知床観光船事故の損害賠償訴訟、桂田精一被告が請求棄却求める…原告男性「死ぬまで喪失感消えない」

北海道知床半島沖で2022年4月、乗客乗員26人が死亡・行方不明となった観光船「KAZU I(カズワン)」の沈没事故で、乗客の遺族ら29人が運航会社「知床遊覧船」と社長の桂田精一被告(61)(業務上過失致死罪で起訴)に計15億円の損害賠償を求めた訴訟の第1回口頭弁論が13日、札幌地裁(小野瀬昭裁判長)であった。桂田被告も出廷し、請求棄却を求める答弁書を提出した。
この日は原告11人が意見陳述し、息子(当時7歳)と元妻(同42歳)を失った北海道帯広市の男性(52)は「死ぬまで喪失感は消えず、心から笑うこともないと思う」と涙ながらに訴えた。

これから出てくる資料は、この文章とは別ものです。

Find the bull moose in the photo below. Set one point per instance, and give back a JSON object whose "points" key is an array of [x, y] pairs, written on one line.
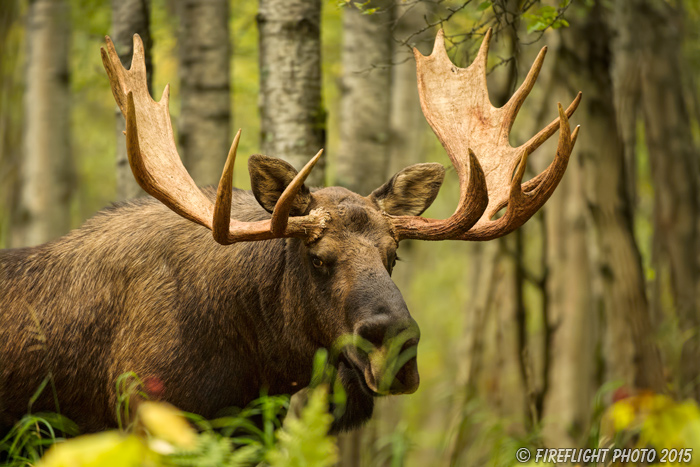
{"points": [[143, 287]]}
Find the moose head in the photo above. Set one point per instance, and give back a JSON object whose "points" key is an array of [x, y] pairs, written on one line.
{"points": [[341, 246]]}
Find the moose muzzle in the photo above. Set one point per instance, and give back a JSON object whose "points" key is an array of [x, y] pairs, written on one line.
{"points": [[386, 352]]}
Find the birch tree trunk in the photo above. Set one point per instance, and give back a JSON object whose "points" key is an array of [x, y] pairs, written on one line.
{"points": [[631, 355], [408, 126], [365, 102], [129, 17], [365, 130], [293, 120], [46, 170], [205, 115]]}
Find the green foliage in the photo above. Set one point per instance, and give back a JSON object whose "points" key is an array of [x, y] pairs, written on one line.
{"points": [[28, 440], [304, 441], [546, 16]]}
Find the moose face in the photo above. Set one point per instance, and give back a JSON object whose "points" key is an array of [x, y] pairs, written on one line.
{"points": [[346, 271]]}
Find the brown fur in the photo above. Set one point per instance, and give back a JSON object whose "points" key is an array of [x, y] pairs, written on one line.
{"points": [[140, 289]]}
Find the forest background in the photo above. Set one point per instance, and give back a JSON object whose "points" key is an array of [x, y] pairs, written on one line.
{"points": [[596, 299]]}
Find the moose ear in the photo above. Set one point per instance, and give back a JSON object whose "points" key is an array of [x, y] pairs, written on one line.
{"points": [[411, 191], [269, 177]]}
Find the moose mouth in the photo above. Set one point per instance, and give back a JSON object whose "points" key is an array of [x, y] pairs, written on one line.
{"points": [[381, 377]]}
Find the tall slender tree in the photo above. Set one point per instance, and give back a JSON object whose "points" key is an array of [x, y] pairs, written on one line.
{"points": [[293, 119], [46, 171], [363, 156], [408, 126], [129, 17], [648, 77], [205, 112], [365, 132], [631, 354]]}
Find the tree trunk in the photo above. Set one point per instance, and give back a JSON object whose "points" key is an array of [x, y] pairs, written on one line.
{"points": [[129, 17], [408, 126], [364, 151], [205, 113], [363, 156], [293, 120], [654, 29], [44, 211], [570, 312], [11, 89], [631, 354]]}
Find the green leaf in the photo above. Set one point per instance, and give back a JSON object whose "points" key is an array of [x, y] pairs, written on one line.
{"points": [[483, 5]]}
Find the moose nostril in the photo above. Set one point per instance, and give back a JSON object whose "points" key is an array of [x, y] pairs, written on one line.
{"points": [[374, 333]]}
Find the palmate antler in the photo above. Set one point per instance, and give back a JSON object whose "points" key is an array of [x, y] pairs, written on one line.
{"points": [[475, 134], [158, 169]]}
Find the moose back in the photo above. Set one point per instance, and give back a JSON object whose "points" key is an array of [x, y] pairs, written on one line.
{"points": [[210, 320]]}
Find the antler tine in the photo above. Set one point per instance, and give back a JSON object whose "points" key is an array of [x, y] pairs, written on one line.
{"points": [[222, 207], [280, 215], [456, 104], [518, 98], [545, 133], [526, 199], [158, 169]]}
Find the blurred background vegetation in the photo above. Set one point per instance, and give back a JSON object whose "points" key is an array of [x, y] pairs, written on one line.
{"points": [[525, 339]]}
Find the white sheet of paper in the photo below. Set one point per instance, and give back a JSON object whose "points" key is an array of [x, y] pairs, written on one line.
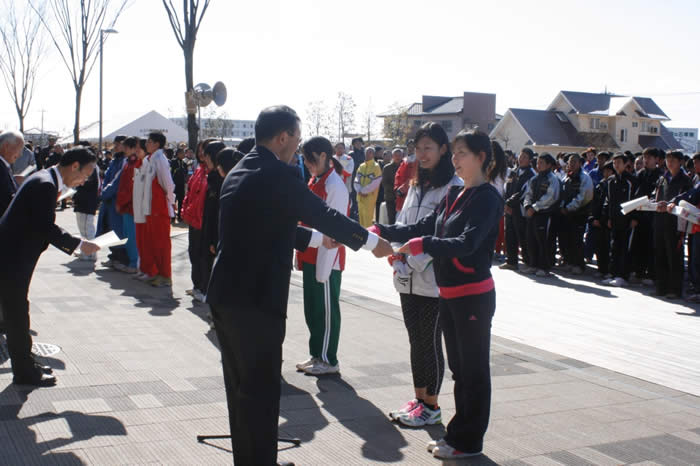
{"points": [[66, 194], [27, 171], [109, 239]]}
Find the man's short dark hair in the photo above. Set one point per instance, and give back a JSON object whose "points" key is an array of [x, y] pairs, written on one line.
{"points": [[676, 154], [158, 138], [131, 142], [80, 154], [272, 121]]}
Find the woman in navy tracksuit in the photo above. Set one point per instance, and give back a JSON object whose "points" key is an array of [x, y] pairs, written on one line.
{"points": [[460, 235]]}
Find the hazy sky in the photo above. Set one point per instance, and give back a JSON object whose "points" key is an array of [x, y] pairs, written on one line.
{"points": [[381, 52]]}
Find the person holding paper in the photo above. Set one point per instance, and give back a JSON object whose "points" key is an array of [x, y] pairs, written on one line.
{"points": [[26, 230], [322, 268], [249, 284], [668, 241], [11, 144]]}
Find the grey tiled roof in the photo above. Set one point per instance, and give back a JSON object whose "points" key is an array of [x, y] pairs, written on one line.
{"points": [[546, 129], [664, 141], [586, 102]]}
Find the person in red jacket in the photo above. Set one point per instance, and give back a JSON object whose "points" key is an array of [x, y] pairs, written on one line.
{"points": [[192, 213], [405, 174], [125, 204]]}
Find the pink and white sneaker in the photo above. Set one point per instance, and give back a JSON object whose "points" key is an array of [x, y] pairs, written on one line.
{"points": [[421, 416], [405, 409]]}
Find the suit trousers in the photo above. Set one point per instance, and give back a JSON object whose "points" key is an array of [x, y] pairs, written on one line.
{"points": [[250, 341], [13, 301], [466, 325]]}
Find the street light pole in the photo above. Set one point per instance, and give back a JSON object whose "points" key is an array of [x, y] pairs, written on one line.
{"points": [[102, 33]]}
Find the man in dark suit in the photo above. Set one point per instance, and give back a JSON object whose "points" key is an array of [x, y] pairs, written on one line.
{"points": [[26, 229], [11, 145], [262, 200]]}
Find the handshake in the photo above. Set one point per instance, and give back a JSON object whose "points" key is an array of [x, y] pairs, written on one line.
{"points": [[382, 249]]}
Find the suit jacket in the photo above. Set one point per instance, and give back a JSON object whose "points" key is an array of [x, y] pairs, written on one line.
{"points": [[262, 201], [28, 227], [8, 187]]}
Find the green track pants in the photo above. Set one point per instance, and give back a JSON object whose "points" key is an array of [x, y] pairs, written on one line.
{"points": [[322, 312]]}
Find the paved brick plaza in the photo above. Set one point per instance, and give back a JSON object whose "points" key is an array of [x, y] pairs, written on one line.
{"points": [[139, 377]]}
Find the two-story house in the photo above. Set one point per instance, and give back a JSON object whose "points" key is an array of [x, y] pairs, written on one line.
{"points": [[470, 110], [577, 120]]}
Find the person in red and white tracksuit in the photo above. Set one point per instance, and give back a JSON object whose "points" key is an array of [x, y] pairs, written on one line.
{"points": [[158, 201], [322, 267]]}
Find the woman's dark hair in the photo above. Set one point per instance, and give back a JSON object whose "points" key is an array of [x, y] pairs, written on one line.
{"points": [[226, 159], [478, 141], [273, 121], [80, 154], [203, 145], [158, 138], [131, 142], [444, 170], [246, 145], [319, 144], [214, 148]]}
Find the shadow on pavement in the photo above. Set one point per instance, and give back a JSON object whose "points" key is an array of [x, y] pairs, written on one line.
{"points": [[160, 301], [23, 446]]}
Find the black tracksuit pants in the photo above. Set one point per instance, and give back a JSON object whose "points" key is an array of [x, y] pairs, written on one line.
{"points": [[199, 260], [466, 324], [251, 354], [668, 253], [619, 254], [421, 317], [540, 240], [516, 238], [572, 228], [602, 248]]}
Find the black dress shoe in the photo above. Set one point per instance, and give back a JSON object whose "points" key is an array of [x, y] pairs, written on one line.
{"points": [[36, 378], [42, 368]]}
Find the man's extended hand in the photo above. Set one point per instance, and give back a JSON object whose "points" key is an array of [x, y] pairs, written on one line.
{"points": [[383, 248], [88, 248], [330, 243]]}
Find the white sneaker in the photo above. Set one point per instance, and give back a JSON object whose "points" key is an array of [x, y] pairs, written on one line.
{"points": [[446, 452], [619, 282], [421, 416], [308, 363], [405, 409], [322, 368], [432, 445]]}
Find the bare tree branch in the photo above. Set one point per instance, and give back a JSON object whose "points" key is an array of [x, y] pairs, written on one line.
{"points": [[75, 32], [22, 50], [185, 30]]}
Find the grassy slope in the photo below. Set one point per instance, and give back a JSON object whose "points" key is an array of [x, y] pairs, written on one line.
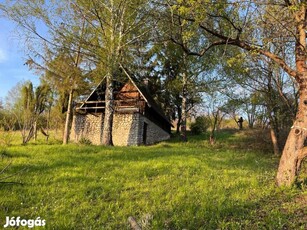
{"points": [[170, 185]]}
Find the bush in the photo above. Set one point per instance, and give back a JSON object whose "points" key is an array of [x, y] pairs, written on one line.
{"points": [[200, 125], [84, 141], [6, 138]]}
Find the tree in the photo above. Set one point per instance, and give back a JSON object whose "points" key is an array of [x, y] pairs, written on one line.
{"points": [[242, 24]]}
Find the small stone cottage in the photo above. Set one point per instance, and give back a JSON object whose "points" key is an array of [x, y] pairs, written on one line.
{"points": [[138, 120]]}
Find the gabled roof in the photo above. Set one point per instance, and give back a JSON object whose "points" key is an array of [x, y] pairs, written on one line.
{"points": [[98, 95]]}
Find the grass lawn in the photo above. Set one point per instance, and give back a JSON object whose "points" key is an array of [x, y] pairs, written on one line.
{"points": [[170, 185]]}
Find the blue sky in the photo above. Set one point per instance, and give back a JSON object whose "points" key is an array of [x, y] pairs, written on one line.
{"points": [[12, 59]]}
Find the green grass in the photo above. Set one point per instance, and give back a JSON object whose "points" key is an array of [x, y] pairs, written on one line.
{"points": [[171, 185]]}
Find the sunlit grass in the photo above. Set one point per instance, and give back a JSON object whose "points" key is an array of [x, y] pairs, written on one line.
{"points": [[171, 185]]}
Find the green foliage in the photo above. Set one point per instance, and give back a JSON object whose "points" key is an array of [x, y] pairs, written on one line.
{"points": [[171, 185], [200, 125], [84, 141]]}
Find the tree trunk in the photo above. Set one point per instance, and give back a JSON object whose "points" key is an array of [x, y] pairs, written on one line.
{"points": [[179, 119], [35, 130], [274, 140], [289, 164], [184, 108], [108, 116], [68, 118]]}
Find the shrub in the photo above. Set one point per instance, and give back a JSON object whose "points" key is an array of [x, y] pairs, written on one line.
{"points": [[84, 141], [200, 125], [6, 138]]}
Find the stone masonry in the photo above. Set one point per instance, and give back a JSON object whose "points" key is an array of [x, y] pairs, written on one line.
{"points": [[128, 129]]}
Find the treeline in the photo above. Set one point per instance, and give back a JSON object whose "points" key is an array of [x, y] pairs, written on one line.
{"points": [[229, 57]]}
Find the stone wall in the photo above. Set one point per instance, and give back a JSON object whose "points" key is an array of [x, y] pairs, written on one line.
{"points": [[87, 126], [128, 129]]}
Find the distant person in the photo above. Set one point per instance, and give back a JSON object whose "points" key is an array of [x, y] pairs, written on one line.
{"points": [[240, 123]]}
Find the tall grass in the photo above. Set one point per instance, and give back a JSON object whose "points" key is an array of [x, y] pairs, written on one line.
{"points": [[171, 185]]}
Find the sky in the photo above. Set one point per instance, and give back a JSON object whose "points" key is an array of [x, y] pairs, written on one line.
{"points": [[12, 59]]}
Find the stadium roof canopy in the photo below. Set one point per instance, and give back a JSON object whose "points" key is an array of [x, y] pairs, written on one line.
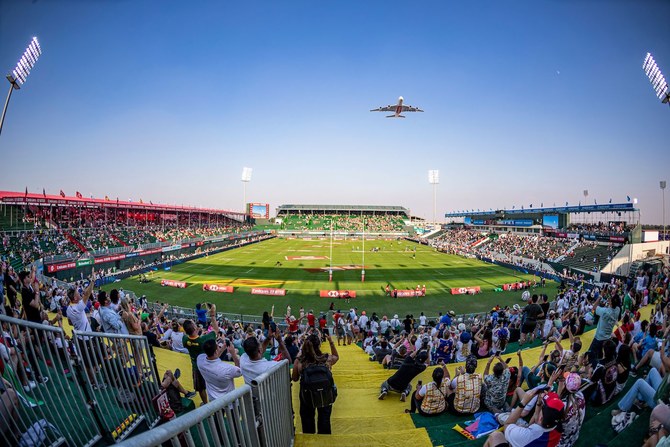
{"points": [[341, 208], [604, 208], [25, 198]]}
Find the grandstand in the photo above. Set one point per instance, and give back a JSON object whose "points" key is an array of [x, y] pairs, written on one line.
{"points": [[351, 220], [118, 400]]}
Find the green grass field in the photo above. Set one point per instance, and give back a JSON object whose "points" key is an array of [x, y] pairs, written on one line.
{"points": [[256, 266]]}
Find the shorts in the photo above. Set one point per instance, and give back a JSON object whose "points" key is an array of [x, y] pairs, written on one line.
{"points": [[198, 380], [528, 328], [87, 353]]}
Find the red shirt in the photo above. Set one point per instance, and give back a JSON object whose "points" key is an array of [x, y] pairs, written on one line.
{"points": [[292, 325]]}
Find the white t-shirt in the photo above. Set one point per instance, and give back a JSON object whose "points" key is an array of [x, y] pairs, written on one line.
{"points": [[77, 315], [219, 376], [253, 368]]}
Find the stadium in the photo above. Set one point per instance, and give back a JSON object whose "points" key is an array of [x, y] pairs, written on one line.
{"points": [[338, 303]]}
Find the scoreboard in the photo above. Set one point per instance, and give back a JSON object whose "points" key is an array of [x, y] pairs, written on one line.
{"points": [[258, 210]]}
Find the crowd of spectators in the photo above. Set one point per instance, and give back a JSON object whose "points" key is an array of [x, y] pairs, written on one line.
{"points": [[30, 245], [546, 399], [550, 396], [352, 223]]}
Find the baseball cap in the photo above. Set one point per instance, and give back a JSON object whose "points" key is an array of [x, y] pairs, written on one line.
{"points": [[572, 381], [552, 409]]}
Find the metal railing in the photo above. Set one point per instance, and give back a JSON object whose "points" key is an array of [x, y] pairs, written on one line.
{"points": [[40, 373], [227, 421], [274, 407], [122, 380]]}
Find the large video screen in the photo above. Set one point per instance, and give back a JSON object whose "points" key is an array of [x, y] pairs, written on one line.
{"points": [[259, 210], [550, 220]]}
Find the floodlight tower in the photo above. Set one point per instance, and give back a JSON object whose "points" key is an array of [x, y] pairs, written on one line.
{"points": [[656, 78], [663, 184], [246, 178], [19, 75], [434, 179]]}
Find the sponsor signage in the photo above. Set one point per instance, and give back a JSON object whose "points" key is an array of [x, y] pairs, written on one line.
{"points": [[465, 290], [337, 293], [58, 267], [84, 262], [406, 293], [172, 283], [268, 291], [217, 288], [110, 258], [150, 252], [517, 222]]}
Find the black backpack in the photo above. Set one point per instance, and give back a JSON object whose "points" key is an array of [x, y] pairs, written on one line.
{"points": [[318, 386]]}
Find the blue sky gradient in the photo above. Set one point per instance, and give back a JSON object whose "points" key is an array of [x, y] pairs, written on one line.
{"points": [[526, 101]]}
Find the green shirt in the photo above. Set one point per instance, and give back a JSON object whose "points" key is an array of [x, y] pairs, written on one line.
{"points": [[627, 302], [194, 346]]}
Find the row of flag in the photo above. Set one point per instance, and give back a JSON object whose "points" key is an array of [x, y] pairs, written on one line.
{"points": [[81, 196]]}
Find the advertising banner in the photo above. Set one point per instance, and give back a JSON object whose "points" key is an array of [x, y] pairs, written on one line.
{"points": [[268, 291], [172, 283], [406, 293], [58, 267], [110, 258], [337, 293], [217, 288], [152, 251], [465, 290]]}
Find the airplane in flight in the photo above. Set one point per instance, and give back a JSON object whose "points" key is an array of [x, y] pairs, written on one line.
{"points": [[397, 109]]}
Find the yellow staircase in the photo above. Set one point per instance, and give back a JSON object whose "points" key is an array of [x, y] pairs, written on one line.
{"points": [[358, 417]]}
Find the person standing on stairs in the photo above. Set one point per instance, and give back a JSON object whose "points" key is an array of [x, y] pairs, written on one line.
{"points": [[311, 355], [400, 382]]}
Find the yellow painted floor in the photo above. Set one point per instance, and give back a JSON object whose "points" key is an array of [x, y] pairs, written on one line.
{"points": [[358, 417]]}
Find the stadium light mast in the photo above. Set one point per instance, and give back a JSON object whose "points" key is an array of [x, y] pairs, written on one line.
{"points": [[19, 75], [246, 178], [434, 179], [656, 78], [662, 184]]}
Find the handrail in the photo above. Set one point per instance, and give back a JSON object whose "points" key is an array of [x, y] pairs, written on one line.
{"points": [[175, 427]]}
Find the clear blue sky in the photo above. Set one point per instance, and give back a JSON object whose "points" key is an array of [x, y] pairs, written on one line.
{"points": [[526, 101]]}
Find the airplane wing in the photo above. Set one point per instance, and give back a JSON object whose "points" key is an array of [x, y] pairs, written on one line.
{"points": [[411, 109], [388, 108]]}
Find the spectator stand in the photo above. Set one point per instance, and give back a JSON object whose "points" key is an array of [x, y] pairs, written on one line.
{"points": [[277, 423], [125, 383], [61, 400], [231, 417]]}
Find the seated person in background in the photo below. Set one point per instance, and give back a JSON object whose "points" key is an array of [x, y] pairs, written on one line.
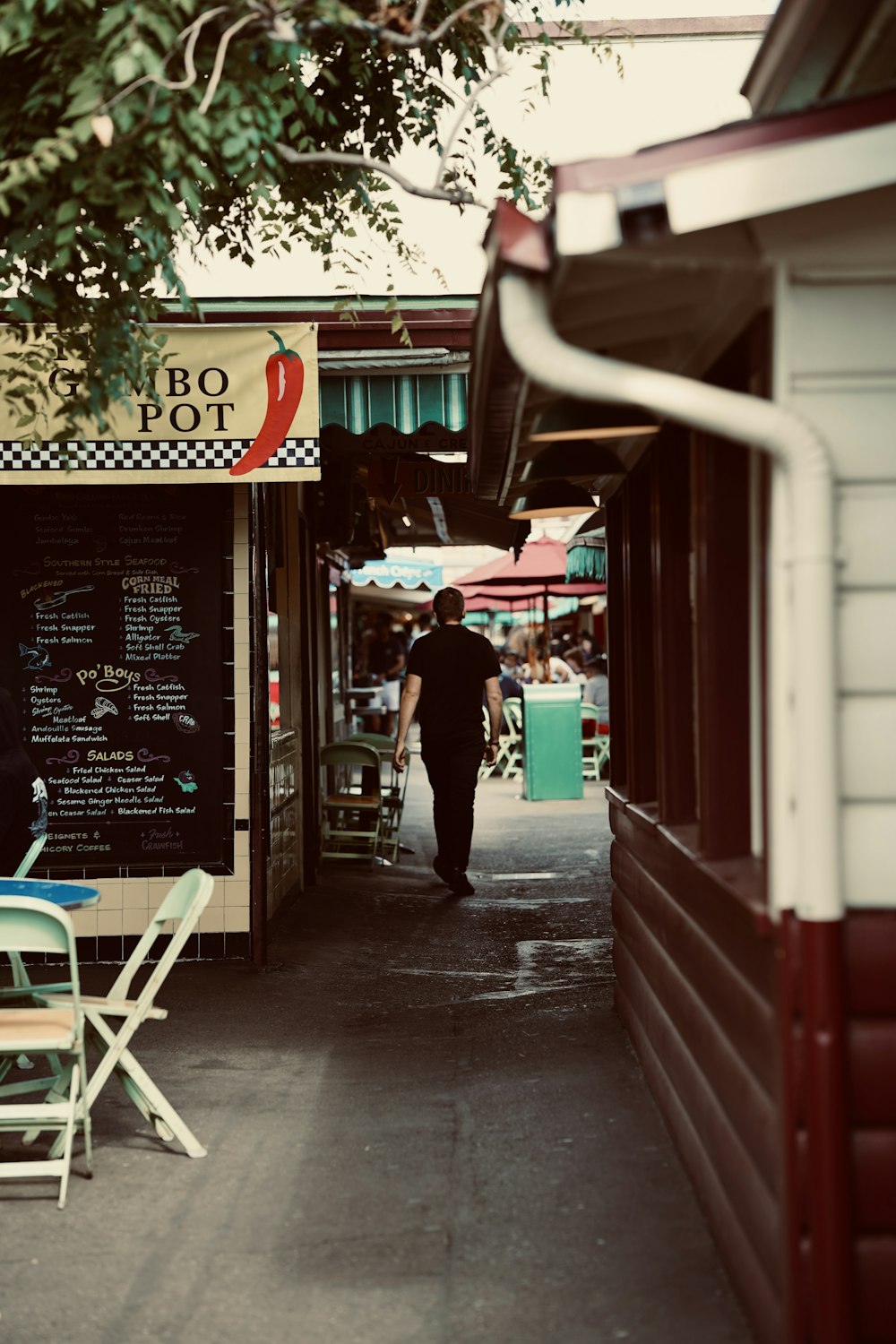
{"points": [[516, 639], [508, 683], [573, 659], [597, 687]]}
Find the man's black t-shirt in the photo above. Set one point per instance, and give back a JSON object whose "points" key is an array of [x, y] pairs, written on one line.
{"points": [[452, 663]]}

原告側は訴状で、桂田被告や死亡した船長(当時54歳)は、船首ハッチの不具合を見逃したり、天候悪化に伴う事故発生を予見して出航を中止するのを怠ったりしたと主張。被告側は「事故発生は予見できなかった」などと反論し、ハッチの不具合の存在についても争う姿勢を示している。
桂田被告の刑事裁判の日程は決まっていない。